A ministra Cármen Lúcia, do Supremo Tribunal Federalista (STF), contestou publicamente, nesta terça-feira (15), uma asseveração feita durante julgamento de um dos réus envolvidos na suposta trama golpista de 2022. A ministra reagiu em seguida o jurisperito de resguardo de um indiciado declarar que, à idade da presidência de Cármen no Tribunal Superior Eleitoral (TSE), a Incisão teria cogitado a implementação do voto impresso — tema meão usado por grupos bolsonaristas para impugnar a lisura do processo eleitoral.
Sem referir o nome do protector, Cármen Lúcia pediu a vocábulo para fazer um justificação direto:
“Unicamente para manifestar que, em nenhum momento — e tenho certeza de que o jurisperito não pretendeu, eu imagino, declarar —, mas, para não deixar nem subliminarmente compreensível por alguém, foi dito expressamente, copiei: ‘O TSE mesmo pensou em voto impresso, e o Supremo disse: deixe isso para lá’. Copiei o que foi dito exatamente.
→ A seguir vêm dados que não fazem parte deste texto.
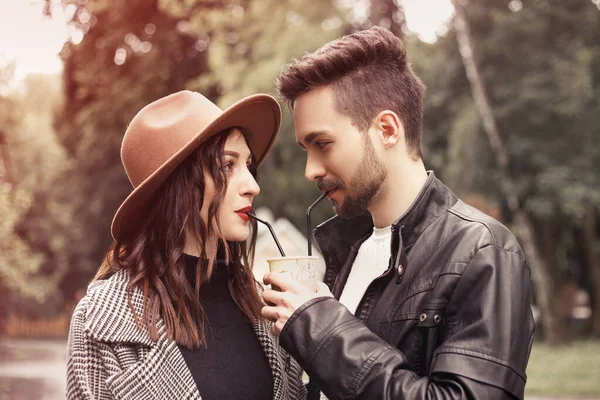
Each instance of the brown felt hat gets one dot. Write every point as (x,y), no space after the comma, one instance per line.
(168,130)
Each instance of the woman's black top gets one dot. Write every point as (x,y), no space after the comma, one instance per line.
(233,365)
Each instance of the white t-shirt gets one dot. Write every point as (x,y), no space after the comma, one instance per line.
(371,261)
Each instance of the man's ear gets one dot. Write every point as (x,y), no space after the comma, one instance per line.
(390,128)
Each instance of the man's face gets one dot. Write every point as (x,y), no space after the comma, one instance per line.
(340,158)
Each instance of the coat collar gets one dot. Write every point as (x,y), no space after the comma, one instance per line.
(163,371)
(337,235)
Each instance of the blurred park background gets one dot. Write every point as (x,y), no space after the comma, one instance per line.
(512,124)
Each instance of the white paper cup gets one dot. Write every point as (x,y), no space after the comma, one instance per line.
(301,268)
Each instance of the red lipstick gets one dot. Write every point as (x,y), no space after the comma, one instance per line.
(243,213)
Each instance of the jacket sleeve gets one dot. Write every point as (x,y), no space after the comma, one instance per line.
(84,367)
(484,356)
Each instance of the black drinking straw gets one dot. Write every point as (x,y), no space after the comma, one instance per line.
(272,232)
(308,224)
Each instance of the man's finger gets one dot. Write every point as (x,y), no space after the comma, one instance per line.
(269,313)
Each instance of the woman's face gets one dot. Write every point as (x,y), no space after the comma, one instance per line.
(241,190)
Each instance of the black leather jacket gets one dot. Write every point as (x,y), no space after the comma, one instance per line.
(449,319)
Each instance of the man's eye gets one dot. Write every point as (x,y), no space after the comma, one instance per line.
(227,167)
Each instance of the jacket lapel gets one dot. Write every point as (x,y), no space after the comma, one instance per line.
(162,372)
(274,355)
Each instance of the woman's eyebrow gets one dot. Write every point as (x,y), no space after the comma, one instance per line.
(231,153)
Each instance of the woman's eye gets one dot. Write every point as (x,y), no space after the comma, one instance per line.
(252,168)
(227,167)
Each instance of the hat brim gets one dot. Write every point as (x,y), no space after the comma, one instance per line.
(258,115)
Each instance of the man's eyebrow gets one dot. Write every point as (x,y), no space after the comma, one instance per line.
(308,139)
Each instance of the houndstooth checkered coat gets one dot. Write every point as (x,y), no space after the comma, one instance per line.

Não é veste.”
A ministra ressaltou que nem o Supremo Tribunal Federalista nem o TSE chegaram a assinar qualquer política voltada ao voto impresso enquanto ela esteve adiante da Justiça Eleitoral:
“É só isso. Eu só quero deixar evidente porque o Supremo não disse ao TSE ‘deixa isso para lá’, porque o TSE, em hora nenhuma, chegou a levante ponto. O Congresso Vernáculo, no manobra de suas competências, formulou normas, tentando restabelecer a sentimento de voto. Isto veio questionado por ação ajuizada.”
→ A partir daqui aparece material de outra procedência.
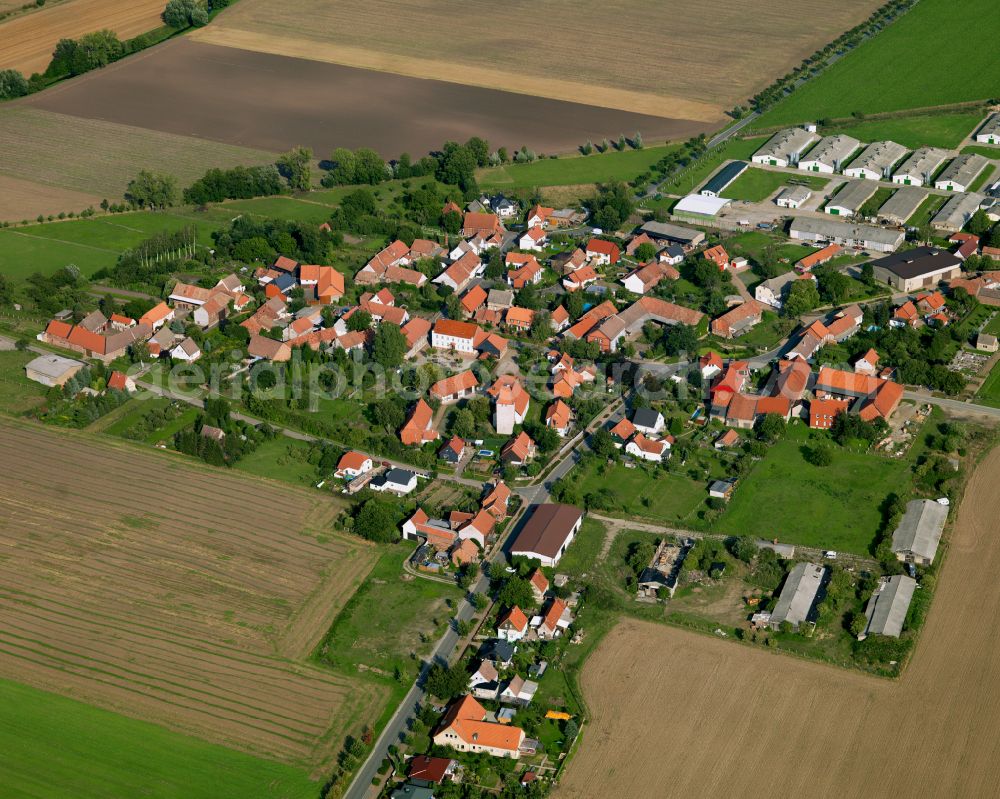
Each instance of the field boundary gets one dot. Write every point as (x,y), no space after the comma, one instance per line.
(480,77)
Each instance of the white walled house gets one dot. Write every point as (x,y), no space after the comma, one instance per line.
(876,161)
(989,133)
(648,449)
(830,155)
(793,197)
(919,168)
(784,147)
(534,239)
(961,172)
(448,334)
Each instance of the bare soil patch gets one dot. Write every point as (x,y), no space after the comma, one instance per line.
(27,42)
(716,717)
(273,102)
(685,59)
(177,594)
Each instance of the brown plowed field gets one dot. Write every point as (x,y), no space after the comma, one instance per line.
(679,714)
(173,593)
(688,59)
(273,102)
(26,43)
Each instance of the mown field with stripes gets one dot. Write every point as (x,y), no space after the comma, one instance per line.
(180,595)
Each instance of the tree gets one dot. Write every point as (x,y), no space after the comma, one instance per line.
(819,455)
(602,443)
(152,190)
(451,222)
(678,339)
(369,166)
(388,412)
(645,252)
(359,321)
(802,298)
(979,223)
(495,267)
(294,167)
(639,555)
(376,521)
(446,682)
(868,274)
(181,14)
(389,346)
(463,423)
(834,286)
(771,427)
(742,548)
(12,84)
(516,591)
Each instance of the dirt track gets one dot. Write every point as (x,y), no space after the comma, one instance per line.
(680,714)
(275,102)
(184,596)
(27,42)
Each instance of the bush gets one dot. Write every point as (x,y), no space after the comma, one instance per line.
(12,84)
(182,14)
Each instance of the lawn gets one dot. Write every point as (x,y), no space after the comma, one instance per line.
(752,245)
(983,149)
(282,208)
(17,393)
(281,458)
(574,170)
(909,65)
(833,507)
(89,244)
(695,174)
(927,210)
(60,748)
(985,177)
(927,130)
(584,550)
(390,622)
(759,184)
(133,412)
(648,492)
(989,392)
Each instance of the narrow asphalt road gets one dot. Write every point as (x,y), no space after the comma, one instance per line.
(300,436)
(361,787)
(957,406)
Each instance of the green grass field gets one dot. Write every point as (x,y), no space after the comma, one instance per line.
(833,507)
(685,182)
(927,130)
(986,176)
(281,207)
(387,619)
(574,170)
(751,245)
(281,458)
(90,244)
(654,494)
(17,393)
(989,392)
(983,149)
(911,64)
(758,184)
(59,748)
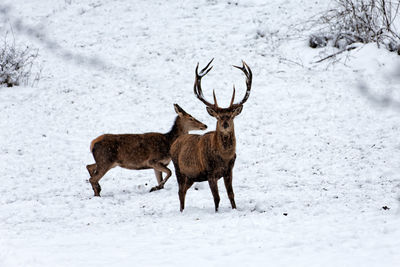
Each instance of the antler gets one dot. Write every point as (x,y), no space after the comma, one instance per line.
(197,85)
(249,77)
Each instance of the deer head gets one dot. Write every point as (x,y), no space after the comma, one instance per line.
(224,116)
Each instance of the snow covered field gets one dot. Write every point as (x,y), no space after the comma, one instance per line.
(317,161)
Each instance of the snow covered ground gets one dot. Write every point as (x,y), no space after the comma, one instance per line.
(317,161)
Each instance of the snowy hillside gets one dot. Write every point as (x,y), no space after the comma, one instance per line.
(316,160)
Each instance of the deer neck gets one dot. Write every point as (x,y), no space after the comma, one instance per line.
(225,142)
(177,130)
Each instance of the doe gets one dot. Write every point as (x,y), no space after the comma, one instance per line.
(139,151)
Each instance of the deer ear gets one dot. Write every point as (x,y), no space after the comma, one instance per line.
(237,111)
(179,110)
(211,112)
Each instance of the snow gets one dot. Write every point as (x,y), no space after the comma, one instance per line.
(317,160)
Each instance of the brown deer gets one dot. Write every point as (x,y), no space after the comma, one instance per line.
(139,151)
(208,157)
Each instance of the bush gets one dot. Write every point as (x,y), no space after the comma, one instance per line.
(362,21)
(16,64)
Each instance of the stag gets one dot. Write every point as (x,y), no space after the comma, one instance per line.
(139,151)
(208,157)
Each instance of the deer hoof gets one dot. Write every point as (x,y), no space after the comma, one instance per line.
(155,188)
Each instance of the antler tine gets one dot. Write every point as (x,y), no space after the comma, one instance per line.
(233,96)
(197,83)
(215,99)
(249,77)
(205,68)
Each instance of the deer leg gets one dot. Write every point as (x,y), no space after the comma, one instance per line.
(91,169)
(229,189)
(158,176)
(94,180)
(214,190)
(158,166)
(183,187)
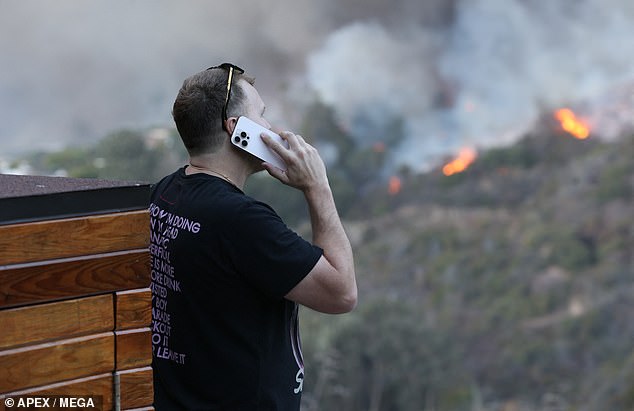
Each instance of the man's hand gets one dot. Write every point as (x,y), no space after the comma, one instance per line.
(331,285)
(305,168)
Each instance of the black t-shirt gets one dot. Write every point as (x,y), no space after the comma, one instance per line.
(223,336)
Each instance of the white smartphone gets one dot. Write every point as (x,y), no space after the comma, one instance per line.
(246,136)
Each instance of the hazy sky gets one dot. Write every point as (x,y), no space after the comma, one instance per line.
(459,72)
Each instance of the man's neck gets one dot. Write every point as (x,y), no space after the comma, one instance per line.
(220,165)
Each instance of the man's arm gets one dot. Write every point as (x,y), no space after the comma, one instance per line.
(330,286)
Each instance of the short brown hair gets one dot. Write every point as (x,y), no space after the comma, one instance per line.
(197,110)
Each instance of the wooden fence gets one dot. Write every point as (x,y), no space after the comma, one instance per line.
(75,307)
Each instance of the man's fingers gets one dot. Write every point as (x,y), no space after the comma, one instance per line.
(275,172)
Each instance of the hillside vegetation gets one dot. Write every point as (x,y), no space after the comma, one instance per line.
(507,287)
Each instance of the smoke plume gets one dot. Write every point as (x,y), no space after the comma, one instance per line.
(456,73)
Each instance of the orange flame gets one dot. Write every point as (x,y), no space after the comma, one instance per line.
(394,186)
(570,123)
(466,156)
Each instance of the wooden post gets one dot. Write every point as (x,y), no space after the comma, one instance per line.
(75,307)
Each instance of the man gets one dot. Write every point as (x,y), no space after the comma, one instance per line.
(227,273)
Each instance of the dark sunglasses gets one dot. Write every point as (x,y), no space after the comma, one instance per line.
(231,68)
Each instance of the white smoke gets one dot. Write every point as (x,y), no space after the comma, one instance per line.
(484,78)
(458,72)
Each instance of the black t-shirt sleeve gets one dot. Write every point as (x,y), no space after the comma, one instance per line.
(268,254)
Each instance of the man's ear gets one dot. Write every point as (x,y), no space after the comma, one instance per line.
(230,124)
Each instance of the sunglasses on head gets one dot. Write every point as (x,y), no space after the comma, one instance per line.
(230,68)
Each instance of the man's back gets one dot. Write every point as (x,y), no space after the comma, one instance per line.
(223,336)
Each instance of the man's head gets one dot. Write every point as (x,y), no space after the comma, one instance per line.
(198,108)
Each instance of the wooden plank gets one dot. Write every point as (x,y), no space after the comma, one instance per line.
(46,240)
(58,279)
(133,308)
(95,386)
(136,387)
(64,319)
(55,361)
(133,348)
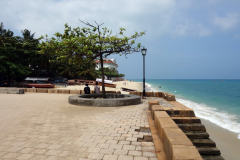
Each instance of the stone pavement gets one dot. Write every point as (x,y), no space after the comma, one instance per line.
(40,126)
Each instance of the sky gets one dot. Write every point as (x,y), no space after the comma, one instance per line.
(185,39)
Julgamento do núcleo da desinformação
O justificação ocorreu durante o segundo dia do julgamento do chamado núcleo 4 da trama golpista — grupo formado, segundo a denunciação, por responsáveis por disseminar desinformação em larga graduação durante as eleições de 2022, com o objetivo de desacreditar o processo eleitoral e propiciar uma ruptura institucional.
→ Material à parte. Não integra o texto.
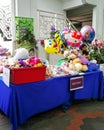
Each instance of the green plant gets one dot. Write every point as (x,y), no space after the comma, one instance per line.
(97,51)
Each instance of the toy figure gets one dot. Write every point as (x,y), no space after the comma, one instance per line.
(84,51)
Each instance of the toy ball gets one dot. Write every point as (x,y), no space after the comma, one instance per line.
(88,33)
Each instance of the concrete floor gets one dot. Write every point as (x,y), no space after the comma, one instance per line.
(82,115)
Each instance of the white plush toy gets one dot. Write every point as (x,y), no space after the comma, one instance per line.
(21,53)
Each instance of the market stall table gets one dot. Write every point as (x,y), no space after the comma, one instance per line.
(20,102)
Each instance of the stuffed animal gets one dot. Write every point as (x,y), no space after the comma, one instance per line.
(21,53)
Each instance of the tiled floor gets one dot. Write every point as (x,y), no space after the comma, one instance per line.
(82,115)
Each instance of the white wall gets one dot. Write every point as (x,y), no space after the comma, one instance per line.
(68,4)
(28,8)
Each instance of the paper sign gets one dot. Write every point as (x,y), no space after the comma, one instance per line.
(76,83)
(6,76)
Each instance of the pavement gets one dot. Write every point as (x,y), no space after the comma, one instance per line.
(82,115)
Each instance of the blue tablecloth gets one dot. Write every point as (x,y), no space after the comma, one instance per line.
(20,102)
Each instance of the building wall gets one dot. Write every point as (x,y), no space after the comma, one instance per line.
(28,8)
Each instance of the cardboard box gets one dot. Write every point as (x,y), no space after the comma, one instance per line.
(27,75)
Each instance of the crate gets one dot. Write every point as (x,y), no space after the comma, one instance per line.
(27,75)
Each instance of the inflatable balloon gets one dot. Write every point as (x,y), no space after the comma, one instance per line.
(73,38)
(88,33)
(50,46)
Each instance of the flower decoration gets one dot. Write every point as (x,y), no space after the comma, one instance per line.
(97,50)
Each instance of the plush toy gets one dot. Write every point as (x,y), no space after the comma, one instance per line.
(77,60)
(93,67)
(21,53)
(84,60)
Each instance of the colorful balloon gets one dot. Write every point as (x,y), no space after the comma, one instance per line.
(54,46)
(73,38)
(88,33)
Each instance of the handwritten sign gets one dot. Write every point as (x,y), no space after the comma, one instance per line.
(76,83)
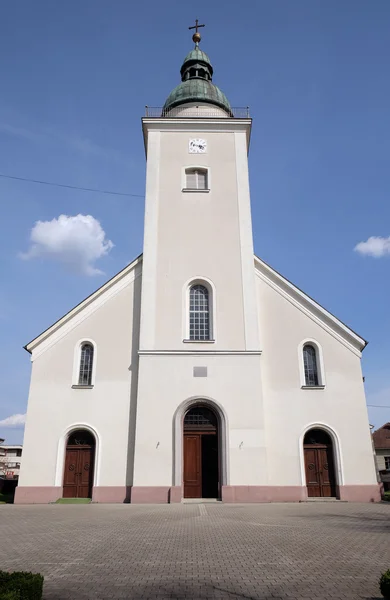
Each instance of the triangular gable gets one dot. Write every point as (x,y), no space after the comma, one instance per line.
(93,301)
(310,307)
Levante é o segundo grupo a ser julgado pelo STF dentro do conjunto de ações penais envolvendo a tentativa de golpe. O núcleo 1, considerado o principal, foi julgado em setembro, e resultou na pena de oito réus, incluindo o ex-presidente Jair Bolsonaro (PL), sentenciado a 27 anos e 3 meses de prisão por liderar os atos golpistas.
Cármen Lúcia foi uma das vozes mais críticas à retórica antidemocrática ao longo das sessões. Ao rebater o jurisperito nesta terça, reforçou a narrativa de resguardo do sistema eleitoral eletrônico, pilar do atual protótipo democrático brasiliano.